The Sachar Committee was told by the people in Assam about widespread official misuse of the Special Powers Act particularly in identifying as to who is a ‘foreigner’. The matter came up later in the meeting with state machinery which was denying the allegations. Yet, when asked as to the parameters basing on which a person was treated as foreigner a young officer sitting there innocently confessed, “lungi, darhi aur topi” (the cloth that Assamese Muslims wrap around the waist downward, beard and skull cap) after which senior officers went into frenzy inviting Justice Sachar’s wrath.
Sachar J. also invited people from all directions for multiple roundtable conversations in Delhi’s India International Centre and appointed dozens of consultants and task forces to study specific aspects of his mandated field viz Muslim life in India. Incidentally, that was the time when the US and many other countries were carrying out similar exercises of apprising themselves about the Islamic life in respective parts of the world.

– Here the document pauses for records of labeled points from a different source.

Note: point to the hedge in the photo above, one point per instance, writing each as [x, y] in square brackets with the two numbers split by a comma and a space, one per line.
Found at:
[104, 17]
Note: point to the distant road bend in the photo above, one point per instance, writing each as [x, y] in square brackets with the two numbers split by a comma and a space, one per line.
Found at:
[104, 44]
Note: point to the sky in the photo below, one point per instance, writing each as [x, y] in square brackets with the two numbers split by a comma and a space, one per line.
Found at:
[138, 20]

On March 10, 2017 he organized in Delhi a one-day conference for the decadal review of the implementation (and lack thereof) of his Report noting despondently that the three intervening provincial reports of Maharashtra, West Bengal and Karnataka had shown further downward trends in Muslim status.
Very recently during the question answer session after his public speech, I had once asked him what to do if even the judiciary seems to be going against the constitutional mandate trampling upon human rights in the garb of protecting the so-called national interest. He said, “come on the street and I will lead from the front”.
The high value that he practiced and imparted to the humanity was fearing only God and none of His creatures and yet speak the truth even in the wake of apparent danger for oneself. He thus took care of the upcoming generations of human beings – at times risking his personal security and sacrificing avenues for personal aggrandizement. May his noble soul Rest in Peace.